Juventude camponesa
Conforme dados do Instituto Brasileiro de Geografia e Estatística – IBGE, no Estado do Rio Grande do Sul existem 2.640.642 jovens, sendo que destes, 2.304.616 vivem no meio urbano e 336.026 no meio rural. Isso equivale a 12,07% de jovens rurais (de 15 a 29 anos), segundo dados do Censo IBGE 2010. Ainda, os dados estatísticos apontam para a masculinização e para o envelhecimento no campo. Quase 45 mil propriedades no Estado não tem sucessores, isto, numa faixa de 14 a 29 anos. Encurtada essa faixa para 24 anos, são 118 mil propriedades sem descendência. Um dado alarmante partindo levando-se em conta o fato de que agricultura familiar é responsável pela produção de aproximadamente 70% dos alimentos na mesa dos brasileiros. Além disso, de acordo com dados do Instituto de Pesquisa Econômica Aplicada (Ipea), o número de estabelecimentos rurais no Rio Grande do Sul caiu 11% entre 1985 e 2006 (último ano com informações apuradas).
A partir desta rápida exposição estatística é fácil se chegar à conclusão de que a sucessão nas propriedades é umas das questões mais preocupantes ao meio rural brasileiro, especialmente no que se trata da agricultura familiar.
Continuar na agricultura, seguir na propriedade dos pais... Mas por quê? Com que incentivos? Quais são os caminhos da agricultura familiar? Por que tantos jovens deixam o meio rural? Como mudar esse paradigma? Qual o melhor caminho?
Partimos para essa investigação que não ficará restrita a números.
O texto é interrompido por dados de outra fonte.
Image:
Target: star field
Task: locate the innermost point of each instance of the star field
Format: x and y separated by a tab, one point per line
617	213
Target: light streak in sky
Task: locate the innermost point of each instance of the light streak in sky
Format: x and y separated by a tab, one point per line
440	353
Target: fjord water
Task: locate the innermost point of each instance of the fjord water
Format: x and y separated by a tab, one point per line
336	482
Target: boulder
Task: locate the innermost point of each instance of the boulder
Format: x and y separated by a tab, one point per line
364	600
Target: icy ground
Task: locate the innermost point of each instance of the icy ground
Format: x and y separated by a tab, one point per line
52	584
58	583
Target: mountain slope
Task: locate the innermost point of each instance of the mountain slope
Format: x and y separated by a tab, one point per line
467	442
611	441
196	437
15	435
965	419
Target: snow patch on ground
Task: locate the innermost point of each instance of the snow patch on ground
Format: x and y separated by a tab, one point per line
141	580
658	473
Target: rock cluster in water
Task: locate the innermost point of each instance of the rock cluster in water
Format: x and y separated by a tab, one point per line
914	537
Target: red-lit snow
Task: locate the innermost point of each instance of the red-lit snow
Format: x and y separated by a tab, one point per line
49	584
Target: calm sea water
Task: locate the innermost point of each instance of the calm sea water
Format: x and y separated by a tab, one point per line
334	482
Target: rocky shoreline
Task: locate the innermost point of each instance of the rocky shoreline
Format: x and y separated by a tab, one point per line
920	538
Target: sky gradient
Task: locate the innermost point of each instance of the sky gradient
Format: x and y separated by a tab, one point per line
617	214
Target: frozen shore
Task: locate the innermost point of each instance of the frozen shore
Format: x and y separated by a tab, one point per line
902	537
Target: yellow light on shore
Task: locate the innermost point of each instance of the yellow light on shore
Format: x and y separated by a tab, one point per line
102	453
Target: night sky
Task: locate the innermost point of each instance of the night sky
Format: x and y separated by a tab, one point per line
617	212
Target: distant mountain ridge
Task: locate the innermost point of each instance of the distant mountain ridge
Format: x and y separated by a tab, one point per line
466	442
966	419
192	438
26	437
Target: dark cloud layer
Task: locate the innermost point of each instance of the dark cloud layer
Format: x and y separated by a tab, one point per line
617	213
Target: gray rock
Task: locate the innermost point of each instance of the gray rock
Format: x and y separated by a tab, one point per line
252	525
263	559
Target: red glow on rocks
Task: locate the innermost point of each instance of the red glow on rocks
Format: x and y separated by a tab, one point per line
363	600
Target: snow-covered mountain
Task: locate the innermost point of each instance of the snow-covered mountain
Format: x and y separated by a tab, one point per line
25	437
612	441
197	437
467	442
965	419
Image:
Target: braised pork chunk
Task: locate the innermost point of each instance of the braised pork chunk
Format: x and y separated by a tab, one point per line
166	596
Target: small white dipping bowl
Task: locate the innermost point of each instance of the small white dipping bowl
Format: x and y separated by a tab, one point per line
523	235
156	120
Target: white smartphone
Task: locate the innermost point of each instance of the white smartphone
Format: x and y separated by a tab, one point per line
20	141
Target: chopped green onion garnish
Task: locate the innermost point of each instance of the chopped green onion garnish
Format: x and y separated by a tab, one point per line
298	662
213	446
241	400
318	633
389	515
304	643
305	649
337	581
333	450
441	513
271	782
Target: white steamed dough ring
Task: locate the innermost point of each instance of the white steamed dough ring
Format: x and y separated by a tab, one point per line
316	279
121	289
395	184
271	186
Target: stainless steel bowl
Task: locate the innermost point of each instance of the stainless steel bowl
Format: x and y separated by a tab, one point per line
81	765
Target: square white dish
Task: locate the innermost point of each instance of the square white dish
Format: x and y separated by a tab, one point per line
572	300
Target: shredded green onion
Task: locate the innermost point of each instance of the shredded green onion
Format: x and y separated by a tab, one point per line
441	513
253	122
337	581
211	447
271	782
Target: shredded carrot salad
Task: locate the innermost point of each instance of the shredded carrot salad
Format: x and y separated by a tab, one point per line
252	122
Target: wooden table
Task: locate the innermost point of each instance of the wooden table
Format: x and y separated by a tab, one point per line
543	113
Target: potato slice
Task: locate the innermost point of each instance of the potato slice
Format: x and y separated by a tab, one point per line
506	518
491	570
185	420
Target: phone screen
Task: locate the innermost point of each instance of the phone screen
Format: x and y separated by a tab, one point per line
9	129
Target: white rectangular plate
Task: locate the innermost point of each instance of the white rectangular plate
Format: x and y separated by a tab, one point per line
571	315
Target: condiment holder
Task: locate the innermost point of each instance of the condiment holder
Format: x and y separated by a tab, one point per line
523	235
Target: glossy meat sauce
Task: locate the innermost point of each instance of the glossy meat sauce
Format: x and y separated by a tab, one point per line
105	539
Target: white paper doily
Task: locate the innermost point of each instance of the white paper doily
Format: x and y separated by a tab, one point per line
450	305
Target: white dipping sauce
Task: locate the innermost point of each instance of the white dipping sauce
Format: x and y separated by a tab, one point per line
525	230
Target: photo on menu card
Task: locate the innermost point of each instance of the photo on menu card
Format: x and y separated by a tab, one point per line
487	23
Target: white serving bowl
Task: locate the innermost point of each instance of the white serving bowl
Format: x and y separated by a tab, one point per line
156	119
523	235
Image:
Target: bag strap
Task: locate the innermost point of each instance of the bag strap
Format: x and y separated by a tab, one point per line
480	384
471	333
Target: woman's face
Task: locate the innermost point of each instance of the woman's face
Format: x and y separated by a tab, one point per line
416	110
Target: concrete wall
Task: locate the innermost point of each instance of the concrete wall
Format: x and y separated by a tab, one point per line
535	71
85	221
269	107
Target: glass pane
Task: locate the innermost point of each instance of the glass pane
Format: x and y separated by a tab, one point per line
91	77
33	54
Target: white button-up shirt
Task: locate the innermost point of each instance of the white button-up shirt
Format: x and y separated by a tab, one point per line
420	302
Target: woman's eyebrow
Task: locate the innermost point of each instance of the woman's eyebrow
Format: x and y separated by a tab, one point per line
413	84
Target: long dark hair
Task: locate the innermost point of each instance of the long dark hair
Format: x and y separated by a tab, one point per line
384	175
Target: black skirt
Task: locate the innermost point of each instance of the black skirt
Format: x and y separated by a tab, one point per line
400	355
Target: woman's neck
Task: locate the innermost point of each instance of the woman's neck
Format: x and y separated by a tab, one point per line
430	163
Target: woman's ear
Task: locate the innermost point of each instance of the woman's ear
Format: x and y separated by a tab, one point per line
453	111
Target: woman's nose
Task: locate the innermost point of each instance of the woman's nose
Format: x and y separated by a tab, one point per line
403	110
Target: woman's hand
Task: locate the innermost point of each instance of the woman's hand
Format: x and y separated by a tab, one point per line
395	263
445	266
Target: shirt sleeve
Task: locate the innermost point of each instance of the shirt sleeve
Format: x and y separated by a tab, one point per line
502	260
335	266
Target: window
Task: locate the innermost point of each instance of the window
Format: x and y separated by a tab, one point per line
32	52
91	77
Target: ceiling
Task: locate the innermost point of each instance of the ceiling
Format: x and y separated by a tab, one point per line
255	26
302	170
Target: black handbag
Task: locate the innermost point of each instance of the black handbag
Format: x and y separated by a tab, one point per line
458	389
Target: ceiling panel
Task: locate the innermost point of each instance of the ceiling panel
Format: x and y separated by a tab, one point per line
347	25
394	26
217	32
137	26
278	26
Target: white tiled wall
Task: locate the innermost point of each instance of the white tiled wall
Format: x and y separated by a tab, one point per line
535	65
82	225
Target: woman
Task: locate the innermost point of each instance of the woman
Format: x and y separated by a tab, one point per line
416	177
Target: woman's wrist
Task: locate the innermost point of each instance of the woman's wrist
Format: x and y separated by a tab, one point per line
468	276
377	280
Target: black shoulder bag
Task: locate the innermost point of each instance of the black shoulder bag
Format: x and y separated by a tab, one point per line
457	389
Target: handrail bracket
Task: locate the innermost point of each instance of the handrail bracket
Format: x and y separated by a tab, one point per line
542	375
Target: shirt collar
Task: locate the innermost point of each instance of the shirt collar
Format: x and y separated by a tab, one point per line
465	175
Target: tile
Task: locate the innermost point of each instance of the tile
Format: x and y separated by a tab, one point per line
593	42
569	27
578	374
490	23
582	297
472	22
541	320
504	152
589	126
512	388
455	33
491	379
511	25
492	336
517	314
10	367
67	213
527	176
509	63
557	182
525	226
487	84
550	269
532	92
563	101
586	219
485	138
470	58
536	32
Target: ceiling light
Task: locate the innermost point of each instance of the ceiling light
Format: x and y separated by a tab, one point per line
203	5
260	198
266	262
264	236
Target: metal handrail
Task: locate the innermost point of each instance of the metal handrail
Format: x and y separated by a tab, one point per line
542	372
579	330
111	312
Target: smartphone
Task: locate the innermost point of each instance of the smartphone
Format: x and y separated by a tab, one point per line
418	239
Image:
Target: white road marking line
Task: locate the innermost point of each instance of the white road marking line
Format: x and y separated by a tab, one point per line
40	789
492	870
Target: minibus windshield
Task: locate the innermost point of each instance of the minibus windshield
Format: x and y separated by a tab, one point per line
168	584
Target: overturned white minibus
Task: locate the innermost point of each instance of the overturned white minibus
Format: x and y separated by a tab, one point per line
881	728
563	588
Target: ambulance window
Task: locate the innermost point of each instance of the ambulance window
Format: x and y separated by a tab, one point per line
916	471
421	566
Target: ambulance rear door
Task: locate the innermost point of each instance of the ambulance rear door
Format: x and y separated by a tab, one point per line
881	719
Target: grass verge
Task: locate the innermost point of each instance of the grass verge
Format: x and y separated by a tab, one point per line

Se assim prosseguisse, transformaria as pessoas
em meras estatísticas, planilhas. E esta não é a ideia. Esta reportagem busca justamente debater opiniões, humanidades. Pessoas são muito mais que números. São, dentre outras coisas: emoções, anseios, sonhos, afetos, decepções. Pessoas são subjetivas.
Meu filho deve seguir na agricultura?
Marlise Tornquist, agricultora, 54
anos, moradora do Distrito de São José da Reserva, no interior de Santa Cruz do
Sul - RS
Quando viemos morar aqui, começamos do zero.
Começamos plantando fumo e pra mim era totalmente novo, nunca tinha trabalhado
na roça, nunca tinha ido pra lavoura. Mas a gente vai aprendendo no dia-a-dia.
Hoje não trocaria. Eu não me vejo morando na cidade de novo. A ideia hoje da
juventude é trabalhar na cidade e morar no interior.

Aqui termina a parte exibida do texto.